Why does Dijkstra need a priority queue instead of a normal queue?

With unequal weights, discovery order no longer matches distance order — a vertex reached early through one expensive edge can be farther than a vertex reached later through several cheap ones. Correctness requires always finalizing the tentatively closest vertex next, and a priority queue delivers exactly that in O(log V) per operation. A FIFO queue would finalize vertices too early and lock in wrong distances.

Can I just use Dijkstra everywhere, even on unweighted graphs?

It gives correct answers, but you pay for generality you are not using. Dijkstra runs in O((V + E) log V) with a binary heap, while BFS solves the unweighted case in O(V + E) with far simpler code. On large graphs that log factor is real. Use BFS when weights are uniform and save Dijkstra for graphs where costs actually differ.

Why does Dijkstra fail with negative edge weights?

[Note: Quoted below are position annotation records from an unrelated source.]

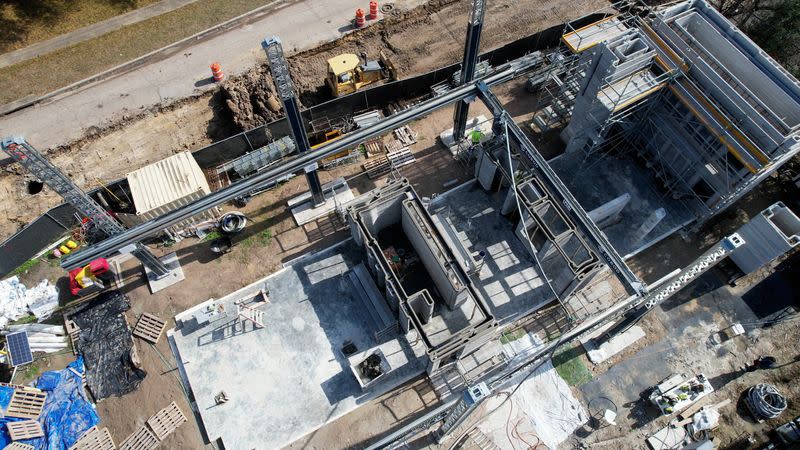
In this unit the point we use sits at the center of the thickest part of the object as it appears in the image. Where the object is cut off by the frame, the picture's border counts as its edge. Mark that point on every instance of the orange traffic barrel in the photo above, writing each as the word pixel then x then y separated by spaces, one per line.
pixel 360 19
pixel 373 10
pixel 216 72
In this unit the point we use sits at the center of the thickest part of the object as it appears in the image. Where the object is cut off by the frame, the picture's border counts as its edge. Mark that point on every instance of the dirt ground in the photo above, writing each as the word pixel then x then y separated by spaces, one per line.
pixel 420 40
pixel 690 349
pixel 270 240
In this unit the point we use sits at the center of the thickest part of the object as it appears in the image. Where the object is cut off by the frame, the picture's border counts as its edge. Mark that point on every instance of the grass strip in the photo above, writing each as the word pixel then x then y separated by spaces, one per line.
pixel 33 21
pixel 61 68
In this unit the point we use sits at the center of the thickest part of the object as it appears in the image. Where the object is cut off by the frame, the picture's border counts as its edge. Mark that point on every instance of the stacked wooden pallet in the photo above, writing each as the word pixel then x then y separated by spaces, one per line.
pixel 26 403
pixel 377 167
pixel 95 439
pixel 405 135
pixel 24 429
pixel 155 430
pixel 149 327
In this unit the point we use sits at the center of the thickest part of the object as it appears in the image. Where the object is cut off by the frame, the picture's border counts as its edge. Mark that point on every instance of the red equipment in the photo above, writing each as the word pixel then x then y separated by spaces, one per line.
pixel 91 278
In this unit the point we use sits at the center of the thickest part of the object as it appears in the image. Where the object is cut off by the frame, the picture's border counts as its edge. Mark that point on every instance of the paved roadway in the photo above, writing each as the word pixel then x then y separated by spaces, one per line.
pixel 301 24
pixel 92 31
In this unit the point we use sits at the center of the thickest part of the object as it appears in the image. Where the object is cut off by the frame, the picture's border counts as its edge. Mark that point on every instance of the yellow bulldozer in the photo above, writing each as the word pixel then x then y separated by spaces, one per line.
pixel 348 73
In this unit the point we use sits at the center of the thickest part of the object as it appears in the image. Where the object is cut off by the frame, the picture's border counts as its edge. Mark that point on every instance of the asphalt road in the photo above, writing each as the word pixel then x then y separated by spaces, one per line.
pixel 91 31
pixel 301 24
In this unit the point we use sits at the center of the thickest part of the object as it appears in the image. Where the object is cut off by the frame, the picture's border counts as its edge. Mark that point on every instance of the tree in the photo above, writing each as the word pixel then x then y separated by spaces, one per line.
pixel 777 30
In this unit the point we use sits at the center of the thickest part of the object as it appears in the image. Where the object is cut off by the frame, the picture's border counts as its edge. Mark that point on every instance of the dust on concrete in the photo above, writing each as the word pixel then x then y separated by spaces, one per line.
pixel 419 40
pixel 680 338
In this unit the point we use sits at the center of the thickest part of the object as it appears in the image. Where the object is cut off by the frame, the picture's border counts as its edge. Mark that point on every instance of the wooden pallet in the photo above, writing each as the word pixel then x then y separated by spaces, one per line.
pixel 380 166
pixel 24 429
pixel 377 166
pixel 149 327
pixel 401 157
pixel 394 146
pixel 374 147
pixel 18 446
pixel 405 135
pixel 141 439
pixel 95 439
pixel 26 404
pixel 166 421
pixel 20 387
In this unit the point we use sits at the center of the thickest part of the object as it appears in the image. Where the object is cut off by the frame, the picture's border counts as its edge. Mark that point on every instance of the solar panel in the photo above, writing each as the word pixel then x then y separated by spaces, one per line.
pixel 18 347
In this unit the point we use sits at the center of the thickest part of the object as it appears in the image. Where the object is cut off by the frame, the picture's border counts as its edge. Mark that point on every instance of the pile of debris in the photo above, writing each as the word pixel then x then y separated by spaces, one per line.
pixel 54 414
pixel 106 344
pixel 16 300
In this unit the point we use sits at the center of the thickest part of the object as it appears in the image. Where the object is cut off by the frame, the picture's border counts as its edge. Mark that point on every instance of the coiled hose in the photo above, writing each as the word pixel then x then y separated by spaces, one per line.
pixel 765 401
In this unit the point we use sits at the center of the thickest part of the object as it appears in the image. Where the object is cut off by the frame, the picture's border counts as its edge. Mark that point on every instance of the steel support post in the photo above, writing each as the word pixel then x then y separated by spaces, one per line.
pixel 471 52
pixel 285 87
pixel 539 166
pixel 507 72
pixel 703 263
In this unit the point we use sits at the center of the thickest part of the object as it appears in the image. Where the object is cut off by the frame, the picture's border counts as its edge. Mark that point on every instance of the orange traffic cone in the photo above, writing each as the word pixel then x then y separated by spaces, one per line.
pixel 216 72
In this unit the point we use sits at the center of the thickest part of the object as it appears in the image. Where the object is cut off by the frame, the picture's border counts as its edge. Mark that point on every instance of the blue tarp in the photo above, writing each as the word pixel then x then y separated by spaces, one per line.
pixel 67 413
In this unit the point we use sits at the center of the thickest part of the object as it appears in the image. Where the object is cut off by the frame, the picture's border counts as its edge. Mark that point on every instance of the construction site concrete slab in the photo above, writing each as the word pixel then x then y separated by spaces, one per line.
pixel 337 194
pixel 599 354
pixel 595 180
pixel 175 274
pixel 508 280
pixel 290 377
pixel 540 405
pixel 480 123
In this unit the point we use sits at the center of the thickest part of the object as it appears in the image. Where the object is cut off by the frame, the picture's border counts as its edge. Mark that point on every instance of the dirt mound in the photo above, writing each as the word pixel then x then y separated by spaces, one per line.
pixel 251 98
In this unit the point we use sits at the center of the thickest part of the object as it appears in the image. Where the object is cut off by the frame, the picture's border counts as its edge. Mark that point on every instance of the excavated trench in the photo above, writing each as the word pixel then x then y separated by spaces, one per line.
pixel 251 100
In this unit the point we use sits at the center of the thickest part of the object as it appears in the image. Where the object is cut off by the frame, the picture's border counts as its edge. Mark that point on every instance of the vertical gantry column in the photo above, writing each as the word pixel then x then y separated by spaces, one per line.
pixel 55 179
pixel 471 51
pixel 285 87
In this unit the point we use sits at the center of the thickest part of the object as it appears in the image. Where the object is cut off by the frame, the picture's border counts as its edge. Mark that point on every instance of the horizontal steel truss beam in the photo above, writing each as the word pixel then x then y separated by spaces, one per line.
pixel 111 245
pixel 561 193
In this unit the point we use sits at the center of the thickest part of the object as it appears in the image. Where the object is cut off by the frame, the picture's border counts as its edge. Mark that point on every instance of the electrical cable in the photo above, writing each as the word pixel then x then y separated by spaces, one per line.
pixel 766 401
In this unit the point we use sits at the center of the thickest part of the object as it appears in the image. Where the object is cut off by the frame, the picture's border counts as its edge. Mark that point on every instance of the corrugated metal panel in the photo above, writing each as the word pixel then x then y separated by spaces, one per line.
pixel 770 234
pixel 160 186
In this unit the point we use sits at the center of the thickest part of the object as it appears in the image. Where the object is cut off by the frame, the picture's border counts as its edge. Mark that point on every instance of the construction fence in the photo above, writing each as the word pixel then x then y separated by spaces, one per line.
pixel 43 231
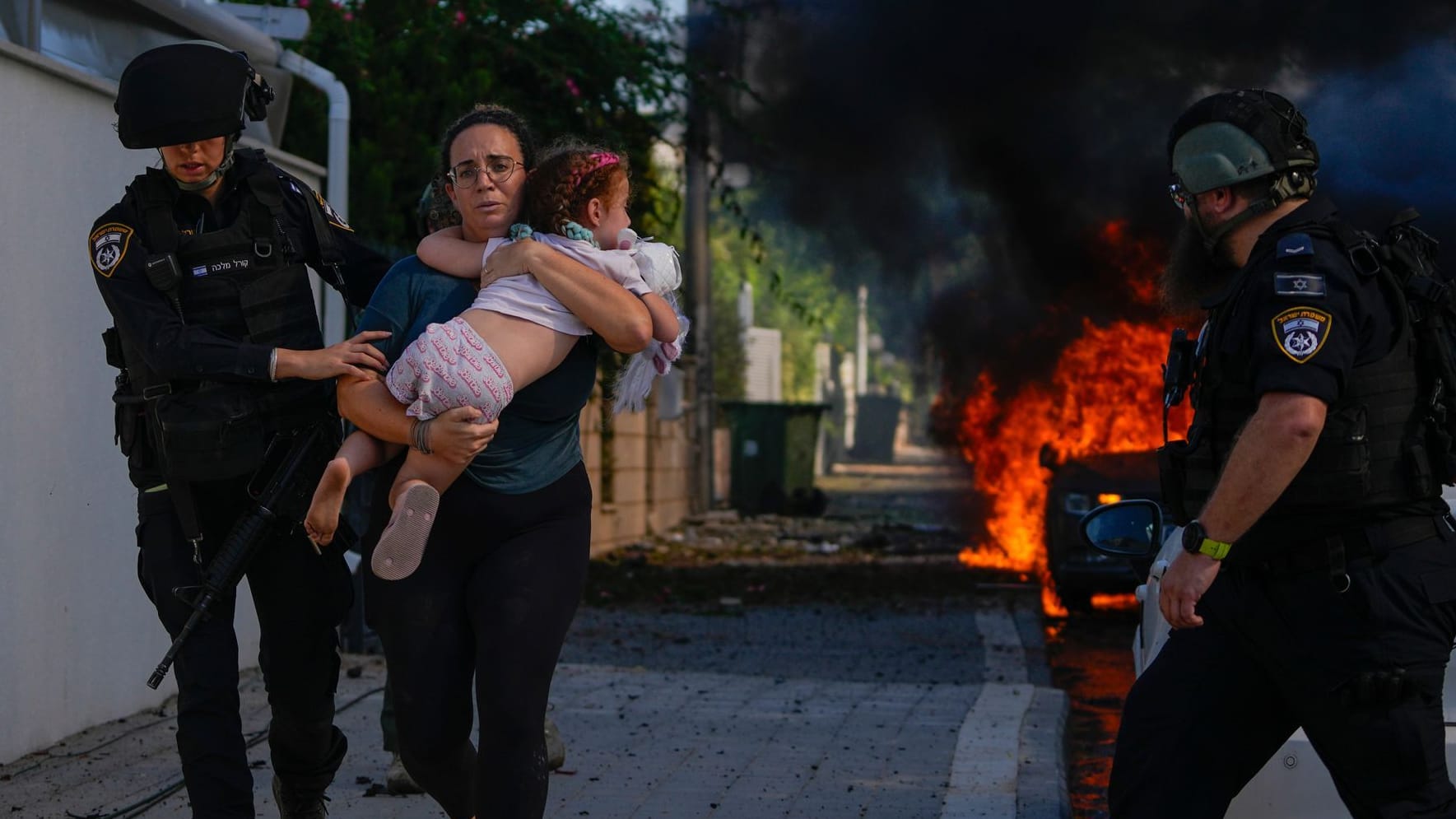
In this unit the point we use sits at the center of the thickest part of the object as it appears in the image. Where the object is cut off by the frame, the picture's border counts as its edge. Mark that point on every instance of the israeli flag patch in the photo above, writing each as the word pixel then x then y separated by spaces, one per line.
pixel 1299 285
pixel 1295 245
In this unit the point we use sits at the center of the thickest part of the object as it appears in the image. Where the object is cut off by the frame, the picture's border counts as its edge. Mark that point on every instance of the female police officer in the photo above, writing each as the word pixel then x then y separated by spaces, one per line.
pixel 202 270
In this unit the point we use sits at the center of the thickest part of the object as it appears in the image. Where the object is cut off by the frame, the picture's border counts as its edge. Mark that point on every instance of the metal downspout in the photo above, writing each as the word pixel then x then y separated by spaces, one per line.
pixel 338 162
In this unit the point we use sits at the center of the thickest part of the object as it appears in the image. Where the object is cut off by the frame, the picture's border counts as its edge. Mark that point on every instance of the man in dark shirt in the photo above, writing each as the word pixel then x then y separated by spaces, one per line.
pixel 1319 575
pixel 202 266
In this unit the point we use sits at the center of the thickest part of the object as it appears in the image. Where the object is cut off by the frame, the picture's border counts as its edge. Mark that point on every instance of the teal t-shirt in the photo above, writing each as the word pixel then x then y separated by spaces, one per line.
pixel 539 439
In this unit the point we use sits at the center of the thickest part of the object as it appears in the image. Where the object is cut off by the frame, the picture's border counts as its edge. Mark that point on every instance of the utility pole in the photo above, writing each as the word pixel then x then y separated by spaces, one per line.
pixel 695 232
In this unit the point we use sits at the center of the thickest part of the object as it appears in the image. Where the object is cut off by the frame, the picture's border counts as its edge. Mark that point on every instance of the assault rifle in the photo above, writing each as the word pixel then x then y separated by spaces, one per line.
pixel 289 474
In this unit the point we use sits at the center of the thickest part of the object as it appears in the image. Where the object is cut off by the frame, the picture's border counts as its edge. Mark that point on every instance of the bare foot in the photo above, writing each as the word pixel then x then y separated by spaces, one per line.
pixel 323 514
pixel 402 544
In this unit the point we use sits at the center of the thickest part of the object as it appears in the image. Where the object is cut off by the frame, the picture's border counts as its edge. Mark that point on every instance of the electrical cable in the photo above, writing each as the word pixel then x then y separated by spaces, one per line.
pixel 156 798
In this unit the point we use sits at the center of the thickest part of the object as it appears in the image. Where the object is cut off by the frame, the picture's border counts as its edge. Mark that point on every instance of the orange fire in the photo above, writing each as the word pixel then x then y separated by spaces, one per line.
pixel 1104 397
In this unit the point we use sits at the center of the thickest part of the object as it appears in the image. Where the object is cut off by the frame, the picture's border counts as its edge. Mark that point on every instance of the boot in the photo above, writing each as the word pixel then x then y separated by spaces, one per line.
pixel 299 806
pixel 555 748
pixel 398 780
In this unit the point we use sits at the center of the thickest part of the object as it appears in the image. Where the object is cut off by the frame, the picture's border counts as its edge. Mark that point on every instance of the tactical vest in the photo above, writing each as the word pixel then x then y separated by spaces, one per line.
pixel 1361 458
pixel 245 282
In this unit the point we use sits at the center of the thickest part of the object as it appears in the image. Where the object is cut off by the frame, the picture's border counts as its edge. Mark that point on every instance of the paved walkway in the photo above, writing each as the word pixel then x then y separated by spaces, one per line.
pixel 801 713
pixel 895 709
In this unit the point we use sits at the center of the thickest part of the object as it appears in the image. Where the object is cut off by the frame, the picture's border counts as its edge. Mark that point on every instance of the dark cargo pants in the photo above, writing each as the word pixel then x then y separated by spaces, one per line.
pixel 300 598
pixel 1279 654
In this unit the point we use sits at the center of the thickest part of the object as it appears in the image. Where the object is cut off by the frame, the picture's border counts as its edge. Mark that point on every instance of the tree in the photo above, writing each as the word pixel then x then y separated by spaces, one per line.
pixel 412 66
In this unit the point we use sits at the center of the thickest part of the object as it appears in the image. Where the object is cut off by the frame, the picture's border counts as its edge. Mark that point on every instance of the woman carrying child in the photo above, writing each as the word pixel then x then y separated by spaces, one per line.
pixel 507 556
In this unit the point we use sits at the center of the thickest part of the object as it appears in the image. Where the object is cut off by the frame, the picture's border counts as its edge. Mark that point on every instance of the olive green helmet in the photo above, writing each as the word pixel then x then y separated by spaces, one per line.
pixel 1238 136
pixel 1235 137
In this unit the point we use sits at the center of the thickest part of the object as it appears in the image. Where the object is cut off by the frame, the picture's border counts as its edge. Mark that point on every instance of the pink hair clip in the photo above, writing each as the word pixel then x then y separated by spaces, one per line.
pixel 598 161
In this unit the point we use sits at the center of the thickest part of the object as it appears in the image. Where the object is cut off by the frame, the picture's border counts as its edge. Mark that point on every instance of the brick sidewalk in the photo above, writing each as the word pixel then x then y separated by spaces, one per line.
pixel 825 713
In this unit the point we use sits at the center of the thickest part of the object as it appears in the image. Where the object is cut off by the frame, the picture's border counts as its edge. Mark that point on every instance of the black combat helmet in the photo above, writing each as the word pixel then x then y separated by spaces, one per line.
pixel 188 92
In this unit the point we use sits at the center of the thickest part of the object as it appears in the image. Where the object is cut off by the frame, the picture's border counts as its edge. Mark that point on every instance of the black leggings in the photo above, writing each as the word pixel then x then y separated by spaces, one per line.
pixel 495 590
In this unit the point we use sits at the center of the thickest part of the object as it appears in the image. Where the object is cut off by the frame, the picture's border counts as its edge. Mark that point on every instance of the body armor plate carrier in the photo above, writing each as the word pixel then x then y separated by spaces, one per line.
pixel 1370 454
pixel 244 282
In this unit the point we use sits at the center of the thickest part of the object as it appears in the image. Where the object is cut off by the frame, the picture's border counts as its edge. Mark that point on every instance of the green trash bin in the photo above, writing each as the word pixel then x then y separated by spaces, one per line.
pixel 772 454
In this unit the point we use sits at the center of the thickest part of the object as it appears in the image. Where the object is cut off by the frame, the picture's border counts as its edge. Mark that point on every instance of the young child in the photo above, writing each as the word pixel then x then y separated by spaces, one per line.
pixel 513 334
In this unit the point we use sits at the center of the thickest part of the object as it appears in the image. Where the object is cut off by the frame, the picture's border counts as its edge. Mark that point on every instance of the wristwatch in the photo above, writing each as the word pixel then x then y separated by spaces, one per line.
pixel 1198 541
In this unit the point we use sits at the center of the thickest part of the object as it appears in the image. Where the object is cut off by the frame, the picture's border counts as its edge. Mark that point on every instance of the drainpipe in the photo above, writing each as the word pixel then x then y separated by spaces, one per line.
pixel 338 181
pixel 323 79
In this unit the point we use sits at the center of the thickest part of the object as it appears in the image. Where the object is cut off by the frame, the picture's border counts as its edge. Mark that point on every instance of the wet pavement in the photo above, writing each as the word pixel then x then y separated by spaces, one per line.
pixel 1091 659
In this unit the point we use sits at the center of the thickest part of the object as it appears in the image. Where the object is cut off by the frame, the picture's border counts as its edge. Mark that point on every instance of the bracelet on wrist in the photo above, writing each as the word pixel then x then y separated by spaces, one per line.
pixel 420 435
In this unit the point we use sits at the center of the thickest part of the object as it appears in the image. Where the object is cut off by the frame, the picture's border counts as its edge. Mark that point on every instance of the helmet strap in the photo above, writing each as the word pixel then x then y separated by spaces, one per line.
pixel 212 178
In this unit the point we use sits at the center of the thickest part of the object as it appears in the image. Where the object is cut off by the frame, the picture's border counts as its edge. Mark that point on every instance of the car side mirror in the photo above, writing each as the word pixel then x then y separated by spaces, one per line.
pixel 1130 528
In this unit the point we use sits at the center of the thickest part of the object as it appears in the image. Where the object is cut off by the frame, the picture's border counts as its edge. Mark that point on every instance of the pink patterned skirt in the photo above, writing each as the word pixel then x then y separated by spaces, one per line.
pixel 450 366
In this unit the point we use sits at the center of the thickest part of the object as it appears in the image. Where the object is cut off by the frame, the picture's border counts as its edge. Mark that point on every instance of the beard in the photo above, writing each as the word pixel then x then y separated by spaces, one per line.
pixel 1193 272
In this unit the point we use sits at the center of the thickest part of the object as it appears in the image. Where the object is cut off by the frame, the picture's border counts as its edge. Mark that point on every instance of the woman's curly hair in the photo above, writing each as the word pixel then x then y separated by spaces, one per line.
pixel 570 175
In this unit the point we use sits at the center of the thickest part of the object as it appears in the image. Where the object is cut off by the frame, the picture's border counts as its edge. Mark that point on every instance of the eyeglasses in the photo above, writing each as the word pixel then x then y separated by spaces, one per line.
pixel 1181 197
pixel 468 174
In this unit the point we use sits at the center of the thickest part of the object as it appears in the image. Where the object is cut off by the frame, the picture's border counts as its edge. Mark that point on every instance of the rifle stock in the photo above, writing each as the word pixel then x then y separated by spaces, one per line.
pixel 280 506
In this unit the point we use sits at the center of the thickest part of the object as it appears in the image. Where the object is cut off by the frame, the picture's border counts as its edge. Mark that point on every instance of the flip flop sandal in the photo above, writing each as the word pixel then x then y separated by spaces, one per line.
pixel 402 544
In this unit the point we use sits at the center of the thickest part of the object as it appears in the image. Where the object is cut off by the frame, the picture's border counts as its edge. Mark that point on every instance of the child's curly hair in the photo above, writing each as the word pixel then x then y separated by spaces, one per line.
pixel 570 175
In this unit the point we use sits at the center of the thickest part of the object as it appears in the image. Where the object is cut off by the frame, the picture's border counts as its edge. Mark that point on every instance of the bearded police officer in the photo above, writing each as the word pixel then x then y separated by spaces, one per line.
pixel 1317 589
pixel 202 266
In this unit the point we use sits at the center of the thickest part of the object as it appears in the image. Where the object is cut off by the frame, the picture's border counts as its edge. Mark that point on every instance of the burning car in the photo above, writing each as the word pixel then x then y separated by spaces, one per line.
pixel 1077 487
pixel 1293 784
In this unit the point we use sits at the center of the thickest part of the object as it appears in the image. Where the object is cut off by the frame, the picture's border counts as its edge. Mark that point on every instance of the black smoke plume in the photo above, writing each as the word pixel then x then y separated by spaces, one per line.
pixel 983 145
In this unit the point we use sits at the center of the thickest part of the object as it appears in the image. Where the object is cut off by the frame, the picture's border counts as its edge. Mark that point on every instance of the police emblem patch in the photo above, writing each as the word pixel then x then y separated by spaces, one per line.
pixel 1300 333
pixel 108 247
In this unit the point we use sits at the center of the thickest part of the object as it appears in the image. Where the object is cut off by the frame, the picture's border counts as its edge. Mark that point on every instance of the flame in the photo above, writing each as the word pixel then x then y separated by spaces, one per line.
pixel 1104 397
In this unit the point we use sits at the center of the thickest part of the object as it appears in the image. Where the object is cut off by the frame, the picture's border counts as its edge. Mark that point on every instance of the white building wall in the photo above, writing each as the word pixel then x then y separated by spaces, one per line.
pixel 79 635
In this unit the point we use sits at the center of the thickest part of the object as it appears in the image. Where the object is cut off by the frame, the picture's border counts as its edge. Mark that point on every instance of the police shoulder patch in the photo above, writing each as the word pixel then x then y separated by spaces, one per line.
pixel 108 245
pixel 1295 245
pixel 1300 333
pixel 333 215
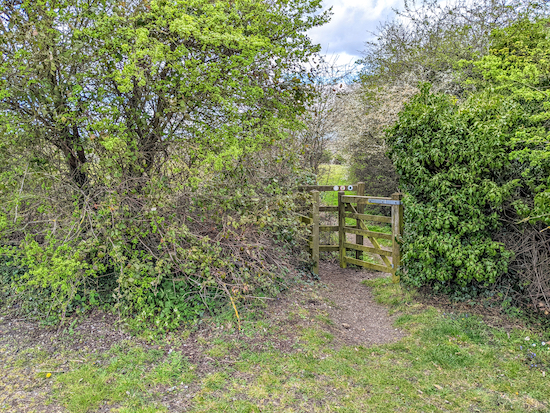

Dijkstra is greedy: when it pops a vertex from the priority queue, it declares that distance final and never revisits it. That is only safe if extending a path can never decrease its cost, which non-negative weights guarantee. A negative edge encountered later could produce a shorter route to an already-finalized vertex, and Dijkstra would never correct it. Bellman-Ford handles negative weights correctly.